Ces jours-ci, un étudiant à qui j’ai montré mes journaux m’a dit que j’étais un bourgeois, parce qu’un étudiant comme lui n’avait pas le temps de tenir un journal. Il lui fallait assurer sa survie ! Partant de son énonciation que j’avais envie de discuter, j’ai commencé à tenir un journal : Suis-je un bourgeois ? La question m’a semblé intéressante : c’est quoi la culture bourgeoise ? Je fais une enquête auprès des étudiants : suis-je un bourgeois ? Et les étudiants me répondent : non ou alors oui, que c’est une évidence ! Quelle est leur définition du bourgeois ? Pourquoi me perçoivent-ils comme bourgeois ? Ils me disent que c’est parce que j’ai du temps, que je peux écrire mon journal, alors qu’eux sont dans la survie quotidienne, et qu’ils n’ont pas le temps de tenir un journal.

 

Cette idée du journal vient à Marc-Antoine Jullien quand il se pose la question de former les jeunes qui ne vont plus à l’école.

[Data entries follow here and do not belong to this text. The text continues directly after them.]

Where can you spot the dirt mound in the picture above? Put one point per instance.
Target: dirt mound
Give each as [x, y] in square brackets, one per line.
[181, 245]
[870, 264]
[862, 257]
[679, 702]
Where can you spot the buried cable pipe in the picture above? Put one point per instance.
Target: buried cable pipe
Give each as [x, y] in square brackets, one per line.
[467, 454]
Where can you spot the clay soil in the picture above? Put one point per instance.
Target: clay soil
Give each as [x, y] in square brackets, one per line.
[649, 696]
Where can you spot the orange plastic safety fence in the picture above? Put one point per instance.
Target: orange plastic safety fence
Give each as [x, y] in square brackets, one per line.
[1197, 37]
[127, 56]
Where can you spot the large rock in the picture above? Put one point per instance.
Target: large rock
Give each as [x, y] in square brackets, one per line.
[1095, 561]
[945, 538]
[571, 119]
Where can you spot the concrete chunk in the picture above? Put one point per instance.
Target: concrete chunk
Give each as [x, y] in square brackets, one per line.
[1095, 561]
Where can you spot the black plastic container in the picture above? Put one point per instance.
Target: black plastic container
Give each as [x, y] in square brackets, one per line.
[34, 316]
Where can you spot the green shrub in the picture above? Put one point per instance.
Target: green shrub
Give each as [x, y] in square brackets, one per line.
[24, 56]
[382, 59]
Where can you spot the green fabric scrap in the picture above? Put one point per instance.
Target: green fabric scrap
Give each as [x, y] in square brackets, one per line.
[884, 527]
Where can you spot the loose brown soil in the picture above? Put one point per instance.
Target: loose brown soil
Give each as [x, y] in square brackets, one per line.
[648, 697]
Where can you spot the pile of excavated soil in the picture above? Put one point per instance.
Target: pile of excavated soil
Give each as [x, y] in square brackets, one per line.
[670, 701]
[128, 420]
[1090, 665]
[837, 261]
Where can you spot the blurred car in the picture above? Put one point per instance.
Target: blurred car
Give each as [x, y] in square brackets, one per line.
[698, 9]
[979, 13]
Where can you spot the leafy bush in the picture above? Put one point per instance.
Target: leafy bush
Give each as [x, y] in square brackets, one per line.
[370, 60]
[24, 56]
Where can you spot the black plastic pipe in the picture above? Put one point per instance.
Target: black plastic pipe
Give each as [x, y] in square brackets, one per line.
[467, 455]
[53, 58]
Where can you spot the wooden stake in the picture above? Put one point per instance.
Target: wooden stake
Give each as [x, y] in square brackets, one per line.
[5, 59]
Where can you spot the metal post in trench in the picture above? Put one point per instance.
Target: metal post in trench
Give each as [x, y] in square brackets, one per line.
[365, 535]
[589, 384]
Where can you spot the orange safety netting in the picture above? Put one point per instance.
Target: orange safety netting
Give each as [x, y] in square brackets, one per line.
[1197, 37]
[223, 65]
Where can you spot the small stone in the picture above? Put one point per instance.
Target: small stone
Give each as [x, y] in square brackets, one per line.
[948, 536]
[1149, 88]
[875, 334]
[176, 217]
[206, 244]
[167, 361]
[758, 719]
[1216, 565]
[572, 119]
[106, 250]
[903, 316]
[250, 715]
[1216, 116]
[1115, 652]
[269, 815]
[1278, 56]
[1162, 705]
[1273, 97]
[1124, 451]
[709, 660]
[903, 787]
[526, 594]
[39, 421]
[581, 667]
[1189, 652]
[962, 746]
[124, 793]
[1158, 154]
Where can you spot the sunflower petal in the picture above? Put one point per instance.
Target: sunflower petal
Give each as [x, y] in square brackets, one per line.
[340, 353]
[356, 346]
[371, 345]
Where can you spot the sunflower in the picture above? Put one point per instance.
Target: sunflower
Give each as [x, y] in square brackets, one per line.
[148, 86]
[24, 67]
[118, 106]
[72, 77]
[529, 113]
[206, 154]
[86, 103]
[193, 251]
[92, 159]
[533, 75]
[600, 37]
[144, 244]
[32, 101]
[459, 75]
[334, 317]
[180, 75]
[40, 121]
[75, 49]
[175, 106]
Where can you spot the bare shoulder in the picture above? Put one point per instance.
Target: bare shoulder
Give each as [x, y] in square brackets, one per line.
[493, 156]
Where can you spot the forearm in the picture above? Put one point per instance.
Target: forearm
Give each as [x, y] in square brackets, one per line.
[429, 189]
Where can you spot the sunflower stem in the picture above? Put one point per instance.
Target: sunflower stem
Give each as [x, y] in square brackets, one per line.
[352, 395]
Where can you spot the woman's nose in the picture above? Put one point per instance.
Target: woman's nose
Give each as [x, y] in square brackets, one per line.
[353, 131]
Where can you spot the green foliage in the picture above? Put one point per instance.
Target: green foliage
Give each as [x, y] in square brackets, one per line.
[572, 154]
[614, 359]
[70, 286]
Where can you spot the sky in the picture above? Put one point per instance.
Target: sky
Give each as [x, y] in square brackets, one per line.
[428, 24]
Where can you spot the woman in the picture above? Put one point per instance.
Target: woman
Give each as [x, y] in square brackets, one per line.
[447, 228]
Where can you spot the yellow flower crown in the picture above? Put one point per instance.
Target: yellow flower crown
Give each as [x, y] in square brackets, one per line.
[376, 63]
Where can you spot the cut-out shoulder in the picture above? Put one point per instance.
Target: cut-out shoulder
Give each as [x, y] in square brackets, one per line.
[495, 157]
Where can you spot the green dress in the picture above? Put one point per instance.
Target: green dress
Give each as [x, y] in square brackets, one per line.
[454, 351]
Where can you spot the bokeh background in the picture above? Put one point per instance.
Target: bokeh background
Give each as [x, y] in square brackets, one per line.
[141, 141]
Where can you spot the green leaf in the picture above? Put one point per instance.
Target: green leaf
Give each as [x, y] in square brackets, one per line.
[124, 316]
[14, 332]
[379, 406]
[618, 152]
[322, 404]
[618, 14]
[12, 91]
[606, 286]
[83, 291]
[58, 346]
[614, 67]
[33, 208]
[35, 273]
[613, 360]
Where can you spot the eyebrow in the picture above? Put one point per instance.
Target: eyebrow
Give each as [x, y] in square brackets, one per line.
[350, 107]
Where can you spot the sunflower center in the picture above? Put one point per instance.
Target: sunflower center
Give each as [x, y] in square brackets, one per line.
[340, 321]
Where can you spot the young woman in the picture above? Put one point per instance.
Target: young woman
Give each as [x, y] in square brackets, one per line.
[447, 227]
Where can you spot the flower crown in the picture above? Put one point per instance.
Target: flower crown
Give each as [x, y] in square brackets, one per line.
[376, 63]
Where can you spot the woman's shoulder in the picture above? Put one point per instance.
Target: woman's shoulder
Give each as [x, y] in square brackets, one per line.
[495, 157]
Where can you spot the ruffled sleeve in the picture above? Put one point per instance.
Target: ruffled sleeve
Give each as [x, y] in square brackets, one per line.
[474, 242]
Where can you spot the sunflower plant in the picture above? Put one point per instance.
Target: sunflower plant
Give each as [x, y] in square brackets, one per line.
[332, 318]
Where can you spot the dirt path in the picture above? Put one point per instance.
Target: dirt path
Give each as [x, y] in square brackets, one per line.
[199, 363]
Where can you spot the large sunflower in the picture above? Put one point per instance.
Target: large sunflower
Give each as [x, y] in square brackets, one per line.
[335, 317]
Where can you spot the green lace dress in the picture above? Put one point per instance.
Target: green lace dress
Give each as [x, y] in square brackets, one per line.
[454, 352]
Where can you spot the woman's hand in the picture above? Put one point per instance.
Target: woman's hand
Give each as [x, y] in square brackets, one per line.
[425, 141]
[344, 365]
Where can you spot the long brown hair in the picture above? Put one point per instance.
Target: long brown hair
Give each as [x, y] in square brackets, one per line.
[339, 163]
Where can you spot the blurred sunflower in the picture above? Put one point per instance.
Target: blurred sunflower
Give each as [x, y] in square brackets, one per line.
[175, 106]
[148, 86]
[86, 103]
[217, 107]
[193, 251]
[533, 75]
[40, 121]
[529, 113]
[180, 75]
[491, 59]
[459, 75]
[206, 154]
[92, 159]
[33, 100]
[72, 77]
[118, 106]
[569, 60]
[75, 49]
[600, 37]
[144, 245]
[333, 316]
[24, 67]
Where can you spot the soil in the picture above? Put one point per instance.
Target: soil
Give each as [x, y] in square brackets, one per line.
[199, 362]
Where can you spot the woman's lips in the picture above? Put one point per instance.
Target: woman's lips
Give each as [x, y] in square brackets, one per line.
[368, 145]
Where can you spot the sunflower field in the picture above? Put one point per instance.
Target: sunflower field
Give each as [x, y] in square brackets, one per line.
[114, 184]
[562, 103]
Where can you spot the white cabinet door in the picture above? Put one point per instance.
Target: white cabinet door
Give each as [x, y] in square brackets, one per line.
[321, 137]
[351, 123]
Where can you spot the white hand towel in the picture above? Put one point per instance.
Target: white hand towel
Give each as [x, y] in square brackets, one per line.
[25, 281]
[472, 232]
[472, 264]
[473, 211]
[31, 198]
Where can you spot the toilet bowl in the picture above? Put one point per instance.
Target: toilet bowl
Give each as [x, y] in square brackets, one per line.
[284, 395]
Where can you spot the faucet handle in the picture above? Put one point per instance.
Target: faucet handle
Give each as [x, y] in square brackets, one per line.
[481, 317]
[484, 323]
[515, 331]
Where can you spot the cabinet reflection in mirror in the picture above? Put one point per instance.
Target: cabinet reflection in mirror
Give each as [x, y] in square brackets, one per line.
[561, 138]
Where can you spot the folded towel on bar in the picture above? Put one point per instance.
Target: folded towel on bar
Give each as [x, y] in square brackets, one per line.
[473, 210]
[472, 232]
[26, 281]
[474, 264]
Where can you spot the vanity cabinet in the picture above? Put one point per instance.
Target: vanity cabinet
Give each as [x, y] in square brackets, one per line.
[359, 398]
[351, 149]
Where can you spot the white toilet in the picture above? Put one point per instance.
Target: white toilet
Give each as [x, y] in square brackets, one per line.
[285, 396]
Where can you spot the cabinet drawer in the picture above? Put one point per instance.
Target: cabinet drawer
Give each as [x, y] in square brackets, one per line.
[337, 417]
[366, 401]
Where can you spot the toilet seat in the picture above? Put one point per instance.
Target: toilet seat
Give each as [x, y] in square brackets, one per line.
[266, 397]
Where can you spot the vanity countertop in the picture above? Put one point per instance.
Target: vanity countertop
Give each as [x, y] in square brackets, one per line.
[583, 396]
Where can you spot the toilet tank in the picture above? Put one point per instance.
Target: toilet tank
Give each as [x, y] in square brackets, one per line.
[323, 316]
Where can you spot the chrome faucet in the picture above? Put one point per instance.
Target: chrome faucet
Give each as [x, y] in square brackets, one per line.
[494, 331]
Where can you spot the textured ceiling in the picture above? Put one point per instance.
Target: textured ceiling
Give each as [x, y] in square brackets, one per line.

Le journal doit leur permettre de se construire, en tenant un journal dans une situation de déconstruction de l’institution, où les profs ne peuvent plus faire cours, où les étudiants ne peuvent plus venir. Il veut donner forme à l’éducation informelle. Selon lui, la seule solution pour se former dans ces conditions, c’est le journal, parce que tu arrives à transformer des situations invivables en aventure ; c’est génial de pouvoir faire une œuvre avec le chaos !

 

Dans les années 2002-2009, il y a les irrAiductibles : le mouvement de l’autogestion pédagogique qui est réactivé. Il faut relire attentivement les 830 pages de la thèse de Benyounès Bellagnech, publiées en deux tomes. C’est une illustration de l’utilisation du journal que l’on fait durant toute cette période. Ce travail a été soutenu en 2008. Il fait le bilan d’une pratique collective. Il y a un retour au collectif.

 

Il faut aussi revoir le travail de Kareen Illiade, avec l’entrée dans l’enseignement en ligne, les blogs… La thèse qu’elle vient de soutenir, Le journal pédagogique, une éducation tout au long de la vie, a un sous-titre «L’université qui change». Ces nouvelles expériences pourraient entrer dans l’explicitation du continuum.